Published December 8th, 2021 in Restoration

Ken Carloni

We had just completed a 12-acre biochar project at the Yew Creek Land Alliance property west of Riddle in the fall of 2020 when a young journalist from the Capital Press (Oregon’s newspaper for farmers, loggers and ranchers) came to visit to report on our work. Maggie Craig had heard about our project from UW board member Eric Stauder who was part of our biochar crew. Eric and Maggie had spent time together on a USFS botany crew and had kept in touch. Eric suggested that the innovative work we were doing integrating biochar into our habitat restoration efforts might be of interest to CP readers. Maggie pitched it to her editor who gave her the go-ahead.

Eric and I showed Maggie around and explained how we used flame cap kilns to char logging slash from our thinning work and return it to the soil where it becomes biologically active. In her article “Biochar to go: New process will make carbon-rich soil supplement on-site”, Maggie explained to her readers that biochar increases soil water holding capacity, keeps nutrients from leaching, and provides habitat for beneficial soil microbes thereby increasing soil productivity. Not only does the resulting increase in tree growth capture more carbon from the atmosphere, but the pyrolyzed biomass changes to a form that locks its carbon in the soil for centuries to millennia.

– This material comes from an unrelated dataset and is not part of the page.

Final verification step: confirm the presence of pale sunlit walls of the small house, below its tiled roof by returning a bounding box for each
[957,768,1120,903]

Several months after the article was published, Maggie returned to her family’s home on Martha’s Vineyard off the coast of Cape Cod, MA. Inspired by what she learned about biochar from her visit to Yew Creek and her subsequent research, she became intrigued by the idea of bringing biochar production to the island. We kept in touch, and worked out a plan for me to visit in October to do a webinar and hands-on demonstration for interested island folk.

Although I am an avowed biochar evangelist, I was initially a bit skeptical. Coming from the expansive western forests of towering conifers, how would biochar production be anything more than an inconsequential hobby in the highly fire-resistant hardwood forests of New England? But Maggie was enthusiastic and sent me a couple of research papers on historic fire in New England and a recent study of the surprisingly high fire risk on MV and nearby islands. Once I dug into the literature, I too was hooked.

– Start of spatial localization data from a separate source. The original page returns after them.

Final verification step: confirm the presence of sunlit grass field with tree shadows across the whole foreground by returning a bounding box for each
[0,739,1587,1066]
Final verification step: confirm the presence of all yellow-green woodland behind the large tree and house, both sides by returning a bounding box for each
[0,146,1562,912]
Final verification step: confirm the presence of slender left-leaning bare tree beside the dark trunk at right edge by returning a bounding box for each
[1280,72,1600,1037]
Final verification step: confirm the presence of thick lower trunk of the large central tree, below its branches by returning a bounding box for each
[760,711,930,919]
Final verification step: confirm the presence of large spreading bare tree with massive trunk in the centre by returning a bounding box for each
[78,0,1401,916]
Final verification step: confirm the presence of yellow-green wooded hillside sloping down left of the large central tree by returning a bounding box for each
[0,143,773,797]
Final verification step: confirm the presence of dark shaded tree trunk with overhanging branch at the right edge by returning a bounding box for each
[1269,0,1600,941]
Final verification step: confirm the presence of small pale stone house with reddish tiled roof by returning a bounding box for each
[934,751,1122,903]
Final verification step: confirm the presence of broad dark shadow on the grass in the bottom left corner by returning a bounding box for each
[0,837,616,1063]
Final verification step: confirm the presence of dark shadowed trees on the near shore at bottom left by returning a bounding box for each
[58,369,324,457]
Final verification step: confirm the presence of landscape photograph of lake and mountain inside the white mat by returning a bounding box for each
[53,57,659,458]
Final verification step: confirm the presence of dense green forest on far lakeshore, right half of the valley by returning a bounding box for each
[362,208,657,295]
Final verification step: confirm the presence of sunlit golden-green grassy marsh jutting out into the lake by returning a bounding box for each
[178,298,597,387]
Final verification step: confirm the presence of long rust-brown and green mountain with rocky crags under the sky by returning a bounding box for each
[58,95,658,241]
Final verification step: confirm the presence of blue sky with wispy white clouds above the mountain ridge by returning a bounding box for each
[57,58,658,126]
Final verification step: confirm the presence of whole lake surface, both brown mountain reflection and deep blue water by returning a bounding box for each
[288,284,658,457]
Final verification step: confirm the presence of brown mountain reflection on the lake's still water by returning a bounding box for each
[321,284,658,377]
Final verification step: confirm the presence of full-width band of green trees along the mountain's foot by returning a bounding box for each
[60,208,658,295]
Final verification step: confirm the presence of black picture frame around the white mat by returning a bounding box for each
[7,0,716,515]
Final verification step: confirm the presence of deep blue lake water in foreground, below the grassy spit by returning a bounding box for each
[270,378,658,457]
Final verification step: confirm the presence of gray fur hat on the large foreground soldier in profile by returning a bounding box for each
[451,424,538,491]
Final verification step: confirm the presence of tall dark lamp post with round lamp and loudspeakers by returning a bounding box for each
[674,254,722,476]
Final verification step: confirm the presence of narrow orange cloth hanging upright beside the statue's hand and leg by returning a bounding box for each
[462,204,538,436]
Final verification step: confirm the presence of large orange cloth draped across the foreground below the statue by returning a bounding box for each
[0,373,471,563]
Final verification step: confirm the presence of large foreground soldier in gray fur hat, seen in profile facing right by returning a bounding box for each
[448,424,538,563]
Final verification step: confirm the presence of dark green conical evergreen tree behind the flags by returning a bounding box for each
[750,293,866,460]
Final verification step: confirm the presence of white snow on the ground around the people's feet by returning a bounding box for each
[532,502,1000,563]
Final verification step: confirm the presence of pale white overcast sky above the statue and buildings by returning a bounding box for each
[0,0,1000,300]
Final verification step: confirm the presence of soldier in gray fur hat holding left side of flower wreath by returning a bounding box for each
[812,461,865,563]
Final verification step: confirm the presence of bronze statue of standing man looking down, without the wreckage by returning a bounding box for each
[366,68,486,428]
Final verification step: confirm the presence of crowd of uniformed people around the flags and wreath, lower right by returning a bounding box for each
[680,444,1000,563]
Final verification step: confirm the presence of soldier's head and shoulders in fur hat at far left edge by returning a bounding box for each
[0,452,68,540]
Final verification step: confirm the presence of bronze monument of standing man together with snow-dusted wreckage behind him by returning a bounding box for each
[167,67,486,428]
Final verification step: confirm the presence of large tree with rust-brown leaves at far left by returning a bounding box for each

It turns out that the original Wampanoag inhabitants of the island (close kin to the Indians that famously befriended the Pilgrims on the mainland) had underburned the forests there for millennia to encourage wild huckleberries, cranberries and grapes (hence the “vineyard” part of the name that “discoverer” Bartholomew Gosnold gave to the island). After most of the original hardwood forests had been cut centuries ago for firewood and European-style agriculture, about 10% of MV (now a state forest) was planted to red and white pines (not native to MV) in a misguided depression-era attempt to create a lumber industry. Unfortunately, decades of nor’easters and hurricanes have beaten the trees up to the point that there is “nary a strait log” in the forest. This has left an economically nonviable and uncharacteristically flammable forest surrounded by charming wood frame historic houses and multi-million dollar McMansions. The fire risk analysis showed that many of these structures are now highly vulnerable to wildfire.

Removing the flammable ladder fuels from the understory and gradually converting the forest back to a native hardwood ecosystem would reverse this problem, and producing biochar from the resulting slash would recharge depleted forest soils.

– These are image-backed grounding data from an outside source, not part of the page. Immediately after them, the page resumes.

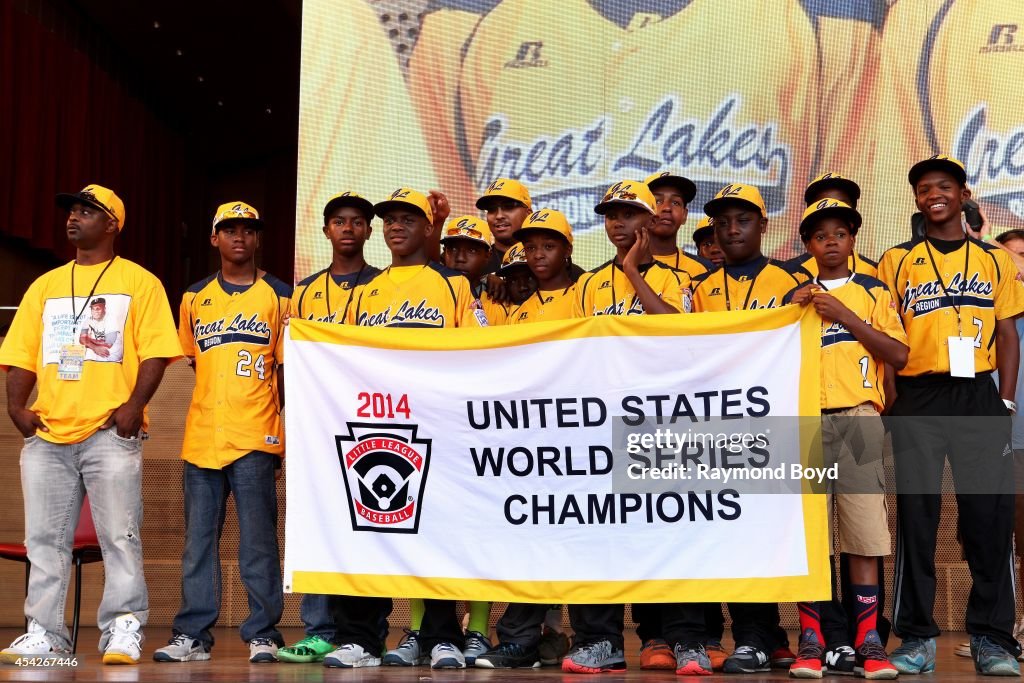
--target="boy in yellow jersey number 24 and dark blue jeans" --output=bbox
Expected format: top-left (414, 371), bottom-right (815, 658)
top-left (153, 202), bottom-right (292, 663)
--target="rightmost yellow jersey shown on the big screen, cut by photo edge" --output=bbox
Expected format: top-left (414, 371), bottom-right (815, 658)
top-left (861, 0), bottom-right (1024, 253)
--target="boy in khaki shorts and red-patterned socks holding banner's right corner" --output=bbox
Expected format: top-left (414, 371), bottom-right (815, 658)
top-left (784, 199), bottom-right (908, 679)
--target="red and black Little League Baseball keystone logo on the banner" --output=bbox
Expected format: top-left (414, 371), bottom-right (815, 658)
top-left (335, 422), bottom-right (430, 533)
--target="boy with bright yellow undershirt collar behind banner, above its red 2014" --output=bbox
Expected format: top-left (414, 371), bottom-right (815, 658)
top-left (344, 187), bottom-right (487, 669)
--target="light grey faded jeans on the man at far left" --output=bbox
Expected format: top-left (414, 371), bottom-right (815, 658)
top-left (22, 428), bottom-right (150, 651)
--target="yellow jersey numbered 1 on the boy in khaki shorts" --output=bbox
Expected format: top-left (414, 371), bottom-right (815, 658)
top-left (783, 272), bottom-right (907, 412)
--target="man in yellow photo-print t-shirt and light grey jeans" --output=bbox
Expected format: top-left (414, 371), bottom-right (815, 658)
top-left (0, 185), bottom-right (181, 664)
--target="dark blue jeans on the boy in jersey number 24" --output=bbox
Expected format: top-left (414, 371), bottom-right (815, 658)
top-left (172, 451), bottom-right (285, 647)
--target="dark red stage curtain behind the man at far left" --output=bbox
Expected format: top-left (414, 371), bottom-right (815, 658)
top-left (0, 0), bottom-right (187, 288)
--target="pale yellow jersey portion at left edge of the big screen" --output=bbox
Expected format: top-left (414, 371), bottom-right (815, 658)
top-left (295, 0), bottom-right (440, 279)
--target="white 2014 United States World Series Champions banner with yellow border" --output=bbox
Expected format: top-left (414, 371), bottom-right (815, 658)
top-left (285, 306), bottom-right (828, 603)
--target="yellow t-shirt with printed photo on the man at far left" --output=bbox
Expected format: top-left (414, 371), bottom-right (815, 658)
top-left (0, 256), bottom-right (181, 443)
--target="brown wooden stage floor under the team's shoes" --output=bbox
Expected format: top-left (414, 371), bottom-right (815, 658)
top-left (0, 627), bottom-right (991, 683)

We decided to build a kiln based on a design I developed for a project on Guam using surplus 55 gallon drums. I had tested the design at Yew Creek, but the pandemic prevented me from joining my colleagues on Guam for a hands-on demonstration (someday…). Maggie secured the barrels and cut them to shape, and I grabbed the hardware to bracket them together from a Home Depot on my way to the ferry.

We fabricated the kiln on a Sunday, and on Monday I did a Zoom presentation that was attended by folks from the state forest, organic farmers, county officials, landscapers, shellfish growers and others – many of whom came to the demonstration the following Tuesday. The weather cooperated and a burn using brush and invasive bamboo went off without a hitch against a beautiful backdrop of Menemsha Pond surrounded by New England fall foliage.

In mid-November, another nor’easter hit the island and brought down a major trove of biomass. Maggie and a colleague who manages the grounds of a large estate are preparing to turn the storm damage into more biochar rather than simply piling it, torching it, and sending another plume of greenhouse gas into the atmosphere.

Maggie and I are hoping that the biochar seed we planted on Martha’s Vineyard will grow like wild grape vines, inspiring others to ramp up the production of biochar on the island and spreading its tendrils to the mainland.